If you’re looking for a good voice clarifying soundbar, we like the Megacra soundbar. It has a separate dialogue setting to enhance voices, it’s good value and it comes in different sizes depending on your parents’ TV size.

TV Ears

The TV Ears headset does what the name suggests! These TV headphones for the hearing impaired act as ’TV ears’, reducing background noise while ensuring a clear sound. The devices work for mild, moderate and severe hearing loss.

The TV Ears digital headset system comes with ear buds so you need to make sure that your parent is happy to wear them (as opposed to over the ear headphones).

Apps For The Hearing Impaired

There are some innovative apps out there which can remove background noise and improve audio clarity for the hearing impaired.

Chatable (available on iPhone and Android) works by providing noise cancellation and voice amplification.

It turns the smartphone into a listening device and hearing amplifier. You need to pair the smartphone with headphones (such as those recommended above) and it will amplify speech and remove background noises.

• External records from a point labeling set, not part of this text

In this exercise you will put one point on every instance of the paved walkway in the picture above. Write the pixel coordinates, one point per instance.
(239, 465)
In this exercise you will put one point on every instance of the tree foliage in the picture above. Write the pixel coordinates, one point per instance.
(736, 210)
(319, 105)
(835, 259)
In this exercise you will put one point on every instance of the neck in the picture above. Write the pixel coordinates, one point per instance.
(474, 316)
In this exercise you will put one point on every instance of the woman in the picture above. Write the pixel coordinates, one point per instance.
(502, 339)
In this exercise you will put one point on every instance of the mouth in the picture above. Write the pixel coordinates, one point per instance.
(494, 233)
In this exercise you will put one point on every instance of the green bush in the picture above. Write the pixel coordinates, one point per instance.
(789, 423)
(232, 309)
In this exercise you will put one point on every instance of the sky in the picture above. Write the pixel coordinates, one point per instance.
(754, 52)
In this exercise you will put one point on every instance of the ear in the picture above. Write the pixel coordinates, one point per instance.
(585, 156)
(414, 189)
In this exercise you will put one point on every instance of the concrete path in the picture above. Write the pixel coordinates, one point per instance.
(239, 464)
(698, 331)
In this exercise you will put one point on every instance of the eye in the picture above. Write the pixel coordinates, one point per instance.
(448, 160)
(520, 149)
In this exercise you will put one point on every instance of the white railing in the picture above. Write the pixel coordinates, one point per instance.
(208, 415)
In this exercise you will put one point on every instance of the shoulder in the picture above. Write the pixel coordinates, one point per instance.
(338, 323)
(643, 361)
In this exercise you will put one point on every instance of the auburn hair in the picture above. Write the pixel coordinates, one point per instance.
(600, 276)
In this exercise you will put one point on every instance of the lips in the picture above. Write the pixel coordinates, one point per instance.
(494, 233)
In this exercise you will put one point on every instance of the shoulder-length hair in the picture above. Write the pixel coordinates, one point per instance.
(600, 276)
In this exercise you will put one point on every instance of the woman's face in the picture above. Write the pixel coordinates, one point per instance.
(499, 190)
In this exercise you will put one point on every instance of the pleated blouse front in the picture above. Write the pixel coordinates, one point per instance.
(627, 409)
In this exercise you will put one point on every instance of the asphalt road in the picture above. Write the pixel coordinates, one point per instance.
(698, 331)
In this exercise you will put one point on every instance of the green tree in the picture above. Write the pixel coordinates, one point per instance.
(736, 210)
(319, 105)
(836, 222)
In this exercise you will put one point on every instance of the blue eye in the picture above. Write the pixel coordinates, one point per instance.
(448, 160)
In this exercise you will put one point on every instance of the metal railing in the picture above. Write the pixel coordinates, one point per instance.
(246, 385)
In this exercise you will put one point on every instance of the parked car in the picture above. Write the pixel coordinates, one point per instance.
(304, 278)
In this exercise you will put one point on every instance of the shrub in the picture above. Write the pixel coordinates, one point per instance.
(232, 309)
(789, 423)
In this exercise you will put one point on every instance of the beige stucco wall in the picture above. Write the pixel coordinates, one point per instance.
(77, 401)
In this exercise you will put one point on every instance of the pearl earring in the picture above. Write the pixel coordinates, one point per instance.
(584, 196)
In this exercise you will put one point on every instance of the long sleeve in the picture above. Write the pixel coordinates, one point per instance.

People who are hard of hearing can use Chatable to watch TV, or during conversations.

Free to download, it offers 100 minutes free usage per month (a subscription is needed after this).

Closed Caption

You might well ask what does closed caption mean or what is the difference between subtitles and closed captions?

Well, TV closed caption is intended for hard of hearing viewers (when subtitles are meant for people who don’t understand the language being spoken). Closed captions include the dialogue spoken as well as other audio sounds included in the programme. Giving the hearing impaired viewer a thorough understanding of what they are watching. They can be used on their own, or even better, with a TV listening device.

All modern TVs are built with closed captioning. It’s easy to turn on, but as each TV is different we’d recommend you reading the instructions! You can also change the size of the closed captions (on normal TV, Amazon Prime, Netflix etc) but again it’s best to read specific instructions for this.


No one wants to struggle when watching television, especially now that we’re spending more time at home. We hope you’ve found this article on the best devices to hear the TV better useful. At ElWell, we want to keep providing you with information so that you can best support your elderly parents. Let us know what you think below, or even better, what topics you’d like us to write about next! Thank you for your support.  

What TV listening device solutions are available? My mum refuses to wear a hearing aid and the TV volume is high.

From wireless speakers to headphones and more there are options to suit all ears and preferences.

What’s the best TV listening device for the elderly?

The Sony wireless handy TV speaker pairs with the TV and enhances dialogue (as opposed to all sounds, like a soundbar). It can be moved next to the person who needs it, and they can turn the volume to their preferred level without it affecting the viewing quality for others in the room.